The following illustration shows an example of the use of a centralized log-off page:
Logoff from multiple cookie domains using page with frames
Logoff from multiple cookie domains using page with frames
You can also place the hyperlinks inside <iframe> tags instead of <frame> tags.
Configure Comprehensive Log Out using FCC Forms
If you use FCC forms to authenticate your users, you can configure a comprehensive log out with your FCC form. This method provides an alternative to the LogoffUri parameter.
Note
: Do not set FCC forms such as msrlogout.FCC to LogoffUri.
Follow these steps:
  1. Open the .fcc file that you are using to authenticate your users with a text editor.
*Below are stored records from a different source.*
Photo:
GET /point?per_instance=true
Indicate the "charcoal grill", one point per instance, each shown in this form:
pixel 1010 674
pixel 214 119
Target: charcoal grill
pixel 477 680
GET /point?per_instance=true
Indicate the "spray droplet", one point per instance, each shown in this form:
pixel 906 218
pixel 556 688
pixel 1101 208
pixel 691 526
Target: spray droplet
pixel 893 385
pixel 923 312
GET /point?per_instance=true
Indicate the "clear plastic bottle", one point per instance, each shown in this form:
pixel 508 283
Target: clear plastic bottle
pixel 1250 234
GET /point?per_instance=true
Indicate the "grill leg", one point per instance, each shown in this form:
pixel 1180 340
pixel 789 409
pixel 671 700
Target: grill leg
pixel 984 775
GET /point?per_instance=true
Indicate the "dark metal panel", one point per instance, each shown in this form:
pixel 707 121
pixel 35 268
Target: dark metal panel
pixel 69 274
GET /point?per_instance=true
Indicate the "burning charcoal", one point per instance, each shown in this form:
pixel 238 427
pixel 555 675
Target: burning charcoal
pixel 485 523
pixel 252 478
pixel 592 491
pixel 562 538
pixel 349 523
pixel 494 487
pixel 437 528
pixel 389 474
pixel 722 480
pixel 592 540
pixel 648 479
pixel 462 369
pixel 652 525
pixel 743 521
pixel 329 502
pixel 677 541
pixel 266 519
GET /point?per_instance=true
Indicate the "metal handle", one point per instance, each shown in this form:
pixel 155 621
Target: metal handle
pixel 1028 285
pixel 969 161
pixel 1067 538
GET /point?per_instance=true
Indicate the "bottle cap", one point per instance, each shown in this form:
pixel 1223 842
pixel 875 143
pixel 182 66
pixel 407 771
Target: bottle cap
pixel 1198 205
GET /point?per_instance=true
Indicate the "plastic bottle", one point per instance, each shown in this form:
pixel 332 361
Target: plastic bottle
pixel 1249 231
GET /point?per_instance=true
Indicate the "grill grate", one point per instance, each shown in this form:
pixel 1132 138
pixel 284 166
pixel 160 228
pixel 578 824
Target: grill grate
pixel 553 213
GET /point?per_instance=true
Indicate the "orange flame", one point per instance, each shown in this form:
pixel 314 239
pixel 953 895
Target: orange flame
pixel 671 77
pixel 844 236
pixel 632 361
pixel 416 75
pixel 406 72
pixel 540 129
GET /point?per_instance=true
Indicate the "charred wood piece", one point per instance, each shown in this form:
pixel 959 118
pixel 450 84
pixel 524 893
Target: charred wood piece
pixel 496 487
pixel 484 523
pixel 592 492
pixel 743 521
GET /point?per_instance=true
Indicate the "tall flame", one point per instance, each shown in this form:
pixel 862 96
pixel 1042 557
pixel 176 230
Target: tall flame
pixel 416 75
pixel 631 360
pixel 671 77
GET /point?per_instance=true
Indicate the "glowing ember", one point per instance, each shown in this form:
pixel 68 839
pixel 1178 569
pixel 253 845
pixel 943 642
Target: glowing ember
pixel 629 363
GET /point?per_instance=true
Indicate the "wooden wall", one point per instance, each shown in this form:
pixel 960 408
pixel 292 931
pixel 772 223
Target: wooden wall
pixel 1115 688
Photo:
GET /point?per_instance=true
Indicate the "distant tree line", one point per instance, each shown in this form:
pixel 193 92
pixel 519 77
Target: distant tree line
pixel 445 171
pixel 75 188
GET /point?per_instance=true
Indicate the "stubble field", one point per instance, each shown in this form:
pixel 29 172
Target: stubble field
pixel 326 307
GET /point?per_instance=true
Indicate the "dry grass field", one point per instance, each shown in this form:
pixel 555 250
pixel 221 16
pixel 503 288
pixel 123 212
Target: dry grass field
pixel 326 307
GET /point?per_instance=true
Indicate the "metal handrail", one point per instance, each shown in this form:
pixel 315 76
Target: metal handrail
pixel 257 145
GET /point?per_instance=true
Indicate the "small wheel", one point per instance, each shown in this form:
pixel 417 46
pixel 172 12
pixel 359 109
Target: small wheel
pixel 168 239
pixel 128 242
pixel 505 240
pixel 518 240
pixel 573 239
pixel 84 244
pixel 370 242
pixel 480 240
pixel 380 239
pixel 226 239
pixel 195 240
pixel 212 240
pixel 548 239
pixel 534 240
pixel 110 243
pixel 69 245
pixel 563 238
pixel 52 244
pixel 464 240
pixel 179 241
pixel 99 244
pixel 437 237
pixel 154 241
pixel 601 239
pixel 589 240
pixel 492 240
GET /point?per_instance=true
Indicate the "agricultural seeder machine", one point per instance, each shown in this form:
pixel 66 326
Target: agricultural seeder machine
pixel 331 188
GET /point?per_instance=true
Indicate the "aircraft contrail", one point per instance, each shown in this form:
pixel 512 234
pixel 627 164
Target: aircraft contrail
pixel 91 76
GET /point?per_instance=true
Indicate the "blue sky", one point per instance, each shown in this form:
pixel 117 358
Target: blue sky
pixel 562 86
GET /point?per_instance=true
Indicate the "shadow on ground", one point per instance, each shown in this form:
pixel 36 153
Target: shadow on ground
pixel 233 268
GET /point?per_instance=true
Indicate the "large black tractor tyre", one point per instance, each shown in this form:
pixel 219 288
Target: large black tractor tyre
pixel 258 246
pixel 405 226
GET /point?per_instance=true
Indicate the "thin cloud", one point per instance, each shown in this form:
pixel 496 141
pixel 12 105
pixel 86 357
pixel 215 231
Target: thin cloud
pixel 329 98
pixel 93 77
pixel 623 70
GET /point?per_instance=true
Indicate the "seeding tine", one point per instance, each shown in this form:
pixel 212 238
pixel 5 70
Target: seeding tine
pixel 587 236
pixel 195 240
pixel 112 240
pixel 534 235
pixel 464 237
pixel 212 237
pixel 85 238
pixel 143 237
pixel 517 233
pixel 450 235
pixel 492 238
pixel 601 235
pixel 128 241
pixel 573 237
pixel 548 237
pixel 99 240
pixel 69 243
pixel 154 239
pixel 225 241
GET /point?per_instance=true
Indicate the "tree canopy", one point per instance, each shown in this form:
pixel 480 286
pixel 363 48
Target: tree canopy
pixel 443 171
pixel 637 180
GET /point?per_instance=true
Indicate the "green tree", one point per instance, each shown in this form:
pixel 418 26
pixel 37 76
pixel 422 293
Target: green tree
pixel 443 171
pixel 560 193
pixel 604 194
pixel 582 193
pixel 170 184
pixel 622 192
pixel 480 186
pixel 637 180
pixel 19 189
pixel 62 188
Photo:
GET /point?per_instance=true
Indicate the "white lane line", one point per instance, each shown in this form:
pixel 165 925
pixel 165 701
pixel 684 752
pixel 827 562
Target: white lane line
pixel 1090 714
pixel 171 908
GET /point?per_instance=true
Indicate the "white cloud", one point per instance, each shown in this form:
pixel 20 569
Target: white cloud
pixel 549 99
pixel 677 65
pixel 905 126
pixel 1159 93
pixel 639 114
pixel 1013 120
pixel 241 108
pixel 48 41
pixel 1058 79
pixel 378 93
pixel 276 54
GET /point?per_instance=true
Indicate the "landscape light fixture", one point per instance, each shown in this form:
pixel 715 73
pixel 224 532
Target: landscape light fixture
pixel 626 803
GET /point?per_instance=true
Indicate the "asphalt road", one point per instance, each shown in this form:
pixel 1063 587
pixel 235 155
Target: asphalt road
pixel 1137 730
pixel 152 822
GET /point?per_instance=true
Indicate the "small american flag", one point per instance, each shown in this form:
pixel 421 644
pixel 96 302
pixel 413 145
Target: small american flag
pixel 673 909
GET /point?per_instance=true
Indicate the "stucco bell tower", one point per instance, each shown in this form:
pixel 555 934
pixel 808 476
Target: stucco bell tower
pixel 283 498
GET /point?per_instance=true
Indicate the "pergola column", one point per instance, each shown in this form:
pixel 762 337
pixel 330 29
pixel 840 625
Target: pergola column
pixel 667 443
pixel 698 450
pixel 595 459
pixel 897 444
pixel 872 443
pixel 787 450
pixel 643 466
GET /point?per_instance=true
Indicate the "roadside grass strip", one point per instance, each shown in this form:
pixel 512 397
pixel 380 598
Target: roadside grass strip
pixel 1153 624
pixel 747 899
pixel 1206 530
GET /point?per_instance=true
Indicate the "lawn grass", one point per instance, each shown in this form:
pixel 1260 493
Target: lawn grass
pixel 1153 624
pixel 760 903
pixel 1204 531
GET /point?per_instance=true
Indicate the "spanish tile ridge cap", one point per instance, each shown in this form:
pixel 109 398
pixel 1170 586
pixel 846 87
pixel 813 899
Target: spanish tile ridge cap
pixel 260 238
FCC files are located in the following directory:
    web_agent_home
    /samples/forms
    • web_agent_home
      Indicates the directory where the agent is installed.
      Default
      (Windows 32-bit installations of Web Agents only): C:\Program Files\CA\webagent
      Default
      (Windows 64-bit installations [Web Agents for IIS only]): C:\Program Files\CA\webagent\win64
      Default
      (Windows 32-bit applications operating on 64-bit systems [Wow64 with Web Agents for IIS only]): C:\Program Files (x86)\webagent\win32
      Default
      (UNIX/Linux installations): /opt/ca/webagent
  2. Add the following text to the top of your FCC page (before the <_html> tag):
    @smlogout=true @target=http://server_name.example.com/directory/your_logout_page.html
    your_logout_page
    indicates a custom html page you create to inform users that they have logged out.
    Comprehensive logout using FCC forms is configured.